Japan's industrial capital is one of the major driving forces of the country's move on modifying its arms sales principles. Japan has highly developed civilian industries, but due to the impact of the long-term domestic economic downturn and international financial crisis, its industrial capital urgently needs to find a new way out. Against this backdrop, the Japan Business Federation, an influential business lobby, proposed to the Japanese Government in 2009 to remove the self-imposed arms export restrictions while revising its National Defense Program Guidelines, thus allowing Japanese enterprises to participate in the joint development of sophisticated weapons with international partners. In August 2010, the federation formally submitted a proposal letter to the Japanese Government, requesting an amendment of the 1967 "three principles" on arms exports.

The Japan Business Federation's proposal aims on the one hand to boost Japan's military industry through encouraging weapons sales, and on the other hand to allow the country to gain more sophisticated military technology and devices through international cooperation. Moreover, if private enterprises were endowed with the capacity to develop and produce sophisticated weapons, the Japanese Government could allocate more of its defense budgets to self-developed weaponry such as submarines, tanks and spy satellites.

Additionally, the military strategic needs of the United States are an important external factor promoting Japan's industrial capital to march into the military industry. After the Cold War, Washington has frequently adopted a military approach to settle international problems. Washington's military strategy has promoted the transition of the U.S.-Japan alliance from defense to global intervention. The United States has also continued to strengthen its front military deployment in the Asia-Pacific, including building regional missile defense systems with Japan as a pivotal point. With the support of the United States, Japan broke restrictions of the 1967 "three principles" in 2004 as it has since been jointly developing the missile defense systems with the United States.

Breaking key promises

However, the fundamental catalyst for lifting the ban on Japan's arms exports has been the political agenda of Japan's right-wing groups to make the country a military superpower. In the 1980s, Japan put forward its "political superpower" strategy and later the deceptive "normal country" theory. Since then, breaking the Japanese pacifist Constitution and building a military superpower have become main targets for the far right.

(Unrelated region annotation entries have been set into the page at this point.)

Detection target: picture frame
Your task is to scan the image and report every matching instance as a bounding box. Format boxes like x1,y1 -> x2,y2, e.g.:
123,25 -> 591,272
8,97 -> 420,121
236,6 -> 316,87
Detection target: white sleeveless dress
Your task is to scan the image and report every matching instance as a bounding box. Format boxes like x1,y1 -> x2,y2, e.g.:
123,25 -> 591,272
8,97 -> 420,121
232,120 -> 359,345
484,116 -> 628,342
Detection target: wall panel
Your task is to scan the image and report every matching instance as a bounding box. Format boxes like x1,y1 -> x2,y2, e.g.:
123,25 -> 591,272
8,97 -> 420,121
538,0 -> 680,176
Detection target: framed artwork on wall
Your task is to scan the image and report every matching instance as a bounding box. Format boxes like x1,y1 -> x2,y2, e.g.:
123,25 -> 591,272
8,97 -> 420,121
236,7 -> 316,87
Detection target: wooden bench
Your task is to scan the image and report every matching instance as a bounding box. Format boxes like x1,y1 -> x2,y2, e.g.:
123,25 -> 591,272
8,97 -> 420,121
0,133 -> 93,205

As an iconic figure, Shinzo Abe has been attempting to get rid of the restrictions that the postwar system imposed on Japan since he first took office as Japanese prime minister in 2006, actively promoting the process of building a military superpower. In January 2007, Abe upgraded the Japanese Defense Agency into a ministry, laying the groundwork for the transition of Japan's Self-Defense Forces (JSDF) into a formal army. After winning a second term in 2012, he not only continued to promote the transition of the JSDF but also sped up the process of upgrading the country's weaponry system in an attempt to further breach arms export restrictions.

In recent years, the United States has been promoting the development of the fifth generation fighter F-35 with international joint efforts. Japan also showed interest in the new generation of fighters and planned to equip four F-35 fighters into its air force by 2017. As U.S. enterprises met technical obstacles during the development of the new fighter, Japan seized the opportunity to join the associated research and development of the F-35. It also planned to introduce F-35 assembly lines, producing most of the F-35 fighters it planned to buy at home. Thus, Japan can not only reduce its cost on purchasing F-35 fighters but also make the maintenance of these fighters much easier. Moreover, it is convenient for Japan to improve the performance of the fighters independently.